Вместе с нашей семьей в посольстве, торгпредстве, консульстве, других советских учреждениях живут сотни советских людей. Они тоже ходят по Парижу и даже что-то себе покупают. Но их главная цель – накопить денег. Они экономят на всем. Оглядываясь назад, думаешь: почему именно мои родители переродились, впитали в себя Европу, а другие, в своем подавляющем большинстве, остались такими же, как были раньше, одетыми, как в Москве, стригущимися по очереди у себя на кухонном табурете, курящими дрянные советские сигареты (отец – он тогда еще много курил – сразу перешел на французский и курил «таба де труп» – крепкий галльский армейский табак)? Откуда была у родителей предрасположенность перерождаться?

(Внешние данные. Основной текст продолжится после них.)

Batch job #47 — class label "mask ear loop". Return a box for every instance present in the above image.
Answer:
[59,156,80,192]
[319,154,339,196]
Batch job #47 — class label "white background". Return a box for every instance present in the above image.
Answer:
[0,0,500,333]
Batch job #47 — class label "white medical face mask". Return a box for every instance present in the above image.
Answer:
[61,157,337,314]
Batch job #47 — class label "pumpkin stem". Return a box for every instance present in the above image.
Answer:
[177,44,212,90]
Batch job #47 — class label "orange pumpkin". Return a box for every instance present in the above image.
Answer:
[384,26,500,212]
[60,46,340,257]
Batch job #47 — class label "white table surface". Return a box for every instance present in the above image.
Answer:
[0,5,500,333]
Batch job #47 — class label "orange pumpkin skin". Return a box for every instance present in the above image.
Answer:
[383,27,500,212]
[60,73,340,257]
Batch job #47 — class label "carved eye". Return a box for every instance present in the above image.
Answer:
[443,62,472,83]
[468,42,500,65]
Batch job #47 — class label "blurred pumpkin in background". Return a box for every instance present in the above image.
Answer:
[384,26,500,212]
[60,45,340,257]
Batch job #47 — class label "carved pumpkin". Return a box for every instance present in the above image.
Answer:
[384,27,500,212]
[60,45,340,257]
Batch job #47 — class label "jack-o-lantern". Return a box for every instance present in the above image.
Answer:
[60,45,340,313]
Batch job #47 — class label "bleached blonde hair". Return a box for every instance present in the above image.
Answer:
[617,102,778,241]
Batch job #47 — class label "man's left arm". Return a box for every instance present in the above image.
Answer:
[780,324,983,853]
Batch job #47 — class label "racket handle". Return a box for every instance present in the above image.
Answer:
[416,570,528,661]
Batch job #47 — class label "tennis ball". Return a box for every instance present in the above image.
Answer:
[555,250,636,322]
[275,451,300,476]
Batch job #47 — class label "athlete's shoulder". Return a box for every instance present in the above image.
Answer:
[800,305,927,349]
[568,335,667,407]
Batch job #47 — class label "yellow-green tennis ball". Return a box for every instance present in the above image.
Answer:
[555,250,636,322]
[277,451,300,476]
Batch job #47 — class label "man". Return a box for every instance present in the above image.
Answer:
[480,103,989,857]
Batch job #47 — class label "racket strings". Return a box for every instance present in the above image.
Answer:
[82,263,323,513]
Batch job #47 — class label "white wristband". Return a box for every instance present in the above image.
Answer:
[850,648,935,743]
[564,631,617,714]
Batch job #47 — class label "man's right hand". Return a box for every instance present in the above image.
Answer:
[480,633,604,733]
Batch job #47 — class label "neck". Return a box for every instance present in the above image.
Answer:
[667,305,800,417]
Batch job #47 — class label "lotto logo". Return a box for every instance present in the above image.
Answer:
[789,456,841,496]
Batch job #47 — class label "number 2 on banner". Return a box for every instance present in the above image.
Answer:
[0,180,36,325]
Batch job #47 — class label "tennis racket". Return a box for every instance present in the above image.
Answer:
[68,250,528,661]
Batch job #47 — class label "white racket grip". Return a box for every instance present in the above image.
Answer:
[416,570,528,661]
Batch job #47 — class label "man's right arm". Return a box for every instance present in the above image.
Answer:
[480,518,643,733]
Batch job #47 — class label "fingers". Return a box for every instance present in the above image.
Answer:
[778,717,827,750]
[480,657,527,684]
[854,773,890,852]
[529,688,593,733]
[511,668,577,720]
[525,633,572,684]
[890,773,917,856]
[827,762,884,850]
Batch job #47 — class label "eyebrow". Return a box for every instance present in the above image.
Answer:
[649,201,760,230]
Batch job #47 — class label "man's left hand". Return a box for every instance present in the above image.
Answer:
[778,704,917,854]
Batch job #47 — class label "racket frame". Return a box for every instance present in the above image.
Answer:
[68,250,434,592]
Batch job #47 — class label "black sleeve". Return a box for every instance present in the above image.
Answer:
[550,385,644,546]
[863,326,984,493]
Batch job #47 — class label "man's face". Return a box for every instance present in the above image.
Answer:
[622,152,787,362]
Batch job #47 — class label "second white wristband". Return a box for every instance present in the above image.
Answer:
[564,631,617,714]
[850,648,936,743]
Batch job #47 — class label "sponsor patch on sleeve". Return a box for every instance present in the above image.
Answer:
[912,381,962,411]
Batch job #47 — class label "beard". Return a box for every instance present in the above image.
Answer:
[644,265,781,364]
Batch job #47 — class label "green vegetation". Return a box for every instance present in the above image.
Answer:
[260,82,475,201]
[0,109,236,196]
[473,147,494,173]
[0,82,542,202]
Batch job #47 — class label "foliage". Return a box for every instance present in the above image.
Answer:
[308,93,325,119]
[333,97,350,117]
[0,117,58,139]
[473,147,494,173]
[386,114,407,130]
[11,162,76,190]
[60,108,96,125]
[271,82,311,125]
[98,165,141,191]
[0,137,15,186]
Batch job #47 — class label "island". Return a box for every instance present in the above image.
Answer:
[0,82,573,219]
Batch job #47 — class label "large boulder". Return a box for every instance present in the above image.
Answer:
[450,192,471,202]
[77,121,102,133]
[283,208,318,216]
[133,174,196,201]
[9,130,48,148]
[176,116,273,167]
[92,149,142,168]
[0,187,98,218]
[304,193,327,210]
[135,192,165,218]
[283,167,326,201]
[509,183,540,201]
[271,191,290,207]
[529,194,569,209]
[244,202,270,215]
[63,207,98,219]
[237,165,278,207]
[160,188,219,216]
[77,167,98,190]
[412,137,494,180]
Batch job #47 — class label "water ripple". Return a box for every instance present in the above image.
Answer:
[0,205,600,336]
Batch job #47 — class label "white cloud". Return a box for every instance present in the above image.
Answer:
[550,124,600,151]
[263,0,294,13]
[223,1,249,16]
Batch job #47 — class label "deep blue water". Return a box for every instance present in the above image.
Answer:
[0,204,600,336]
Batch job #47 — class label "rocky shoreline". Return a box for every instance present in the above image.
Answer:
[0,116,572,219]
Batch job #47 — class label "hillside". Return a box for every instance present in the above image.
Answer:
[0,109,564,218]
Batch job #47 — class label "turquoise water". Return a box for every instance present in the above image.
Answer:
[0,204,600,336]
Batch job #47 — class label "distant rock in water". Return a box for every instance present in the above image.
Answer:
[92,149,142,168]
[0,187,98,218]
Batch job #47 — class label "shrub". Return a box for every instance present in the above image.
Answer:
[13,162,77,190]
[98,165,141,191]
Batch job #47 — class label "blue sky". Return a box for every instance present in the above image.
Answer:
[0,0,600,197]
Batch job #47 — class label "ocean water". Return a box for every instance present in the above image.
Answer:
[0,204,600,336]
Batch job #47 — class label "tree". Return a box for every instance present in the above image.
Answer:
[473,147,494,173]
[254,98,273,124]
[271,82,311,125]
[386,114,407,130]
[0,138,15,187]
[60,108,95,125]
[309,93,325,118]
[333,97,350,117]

Много лет спустя разные люди любили мне повторять две вещи: мой бунт – от недолюбленности (мамой), мой взгляд на мир порожден моим парижским детством. Первое – бред: мамина истерика по поводу меня-лопуха разбудила мои слишком глубоко залегавшие способности, пробила мою лень. Мамина удивительная способность, развившаяся с годами, говорить близким (и не только) гадости в лицо часто шокировала ее невесток, но меня поставила на ноги. Второе – чистая правда, имеющая, впрочем, индивидуальный оттенок. Если брать уже не взрослых, а детей, то нас – в советской школе возле Булонского леса – было не так уж мало. Но никто не был так укушен Парижем, как я. Этих маленьких советских парижан я потом почти нигде не встречал, а тех двух-трех, кого встретил, никак не могу заподозрить в измене родине. Если мои родители переродились в Париже, то, боюсь, что я пошел дальше их. В Париже я предал родину на всю последующую жизнь. Я предал не мою детскую Москву, которая существует только для меня, а страну, в которой я так никогда и не почувствовал себя своим, несмотря на то, что сначала очень старался. Я предал родину, не заметив этого: легко и свободно.
* * *
До сих пор не понимаю, как это произошло. Собственно, Франции в меня залетало очень мало. Я жил на самом краешке Франции, но она вошла в меня целиком и полностью, затопила меня. Будучи советником по культуре, отец имел возможность самостоятельно путешествовать по стране. Мы ездили в Канны на кинофестиваль. Мы спали в маленьких французских гостиницах по дороге. На завтрак питались круассанами, клубничным или абрикосовым конфитюром, пили кафе-о-ле. Этого оказалось достаточно.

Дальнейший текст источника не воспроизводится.